La période qui s’ensuit est marquée par une gestion chaotique du pays où corruption, insécurité, intimidation et pauvreté constituent le lot quotidien des Malgaches. On constate un pillage à grande échelle des biens publics et des richesses naturelles, et ce malgré l’interpellation des instances internationales, notamment de l’Assemblée Parlementaire ACP UE1 quant à la nécessité de protéger les ressources naturelles contre tout abus.

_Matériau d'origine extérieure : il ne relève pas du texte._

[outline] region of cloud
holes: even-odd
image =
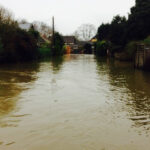
[[[0,0],[0,4],[19,19],[51,24],[54,15],[57,29],[70,34],[81,24],[91,23],[97,27],[117,14],[127,15],[135,0]]]

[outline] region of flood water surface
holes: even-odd
[[[0,66],[0,150],[149,150],[150,73],[93,55]]]

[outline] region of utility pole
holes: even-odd
[[[52,17],[52,51],[54,53],[55,50],[55,21],[54,21],[54,16]]]

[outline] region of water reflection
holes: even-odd
[[[52,57],[51,59],[52,69],[55,73],[57,73],[62,68],[63,62],[64,56]]]
[[[19,94],[36,79],[38,68],[37,63],[0,66],[0,117],[15,109]]]
[[[67,55],[0,81],[0,149],[149,150],[149,73],[130,63]]]
[[[150,129],[150,73],[135,70],[133,64],[96,58],[99,74],[107,76],[116,103],[122,104],[134,126]],[[125,104],[125,105],[123,105]]]

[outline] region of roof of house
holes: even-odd
[[[23,30],[27,30],[28,31],[30,29],[30,27],[31,27],[31,23],[20,23],[19,27],[21,29],[23,29]]]
[[[50,43],[51,41],[49,38],[46,37],[46,35],[41,35],[41,38],[47,43]]]
[[[76,43],[75,36],[63,36],[65,43]]]

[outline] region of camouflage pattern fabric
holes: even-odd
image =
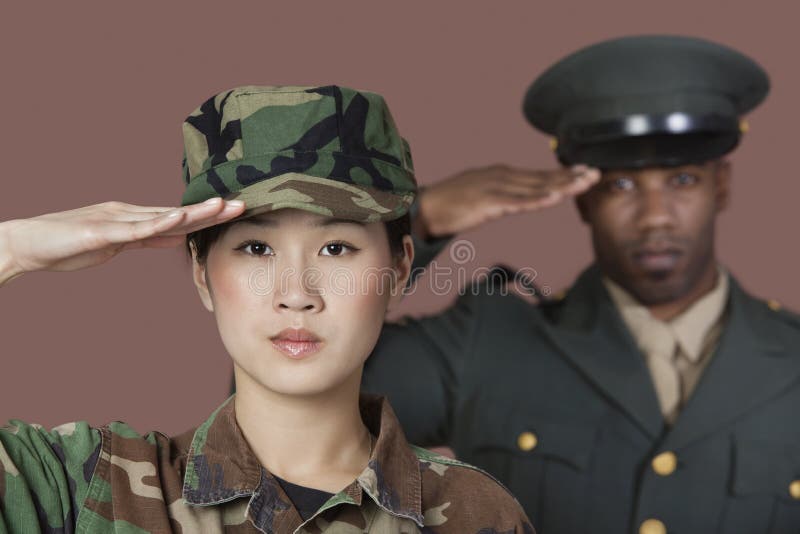
[[[231,399],[175,438],[12,420],[0,430],[0,533],[533,533],[493,478],[408,445],[388,402],[368,396],[368,466],[304,522],[249,448]]]
[[[400,217],[416,192],[408,143],[378,94],[237,87],[183,124],[182,205],[242,199],[244,217],[280,208],[358,221]]]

Répression au sud de Madagascar
Le sud de Madagascar est constitué de cinq régions administratives: Androy (476 000 hab – Chef lieu: Ambovombé), Anosy (544 000 hab – Chef lieu: Taolagnaro), Ihorombé (190 000 hab – Chef lieu : Ihosy), Atsimo-Atsinanana (621 000 hab – Chef lieu : Farafangana) et Atsimo-Andrefana (1 100 000 hab – Chef lieu : Toliara). La densité de la population y est inférieure à la moyenne nationale et plus de 70% des habitants vivent en zone rurale. La population pratique l’élevage contemplatif de zébus lors des cérémonies coutumières. La pauvreté affecte plus gravement les enfants du sud de Madagascar où plus de 65% d’entre eux sont dans une situation de pauvreté extrême2. Ces enfants sont privés de leurs droits les plus fondamentaux tels que l’alimentation, la santé, l’éducation, le logement et la sécurité.
Depuis le mois de juin 2012, le sud de Madagascar, principalement la population des régions de l’Androy et de l’Anosy, est cible d’attaques répétées par les forces de l’ordre et des milices armées. En effet, sous le prétexte officiel de lutter contre les « Dahalo »3, les forces de l’ordre mènent des opérations militaires avec l’utilisation d’armes lourdes (fusils d’assaut, lance-roquettes, etc.) et d’hélicoptères. De plus, une force spéciale, dotée de moyens importants en hommes et en matériels, a été spécialement créée pour mener l’opération « Tandroka » (cornes de zébus) dont l’objectif officiel est de capturer le chef présumé des dahalo, Remenabila. Le commandement a été confié au chef de la police politique de Rajoelina, le colonel Réné Lylison.
Lors de trois opérations « Tandroka », de septembre 2012 à avril 2013, les forces de l’ordre ont commis des massacres dans la région d’Amboasary-Sud, faisant plusieurs centaines de victimes dont des femmes et des enfants tués par balles ainsi que des présumés dahalo exécutés sommairement4. Des jeunes dont des mineurs, accusés d’être des bandits, ont été mutilés ou torturés à mort avec l’encouragement des forces de l’ordre. Ces dernières ont également brûlé entièrement une vingtaine de villages5. Suite à ces opérations, plus de 3000 personnes, terrorisées, ont fui soit vers les grandes villes, soit dans la forêt. La plupart d’entre elles se trouvent dans un dénuement total (sans abris et sans nourriture).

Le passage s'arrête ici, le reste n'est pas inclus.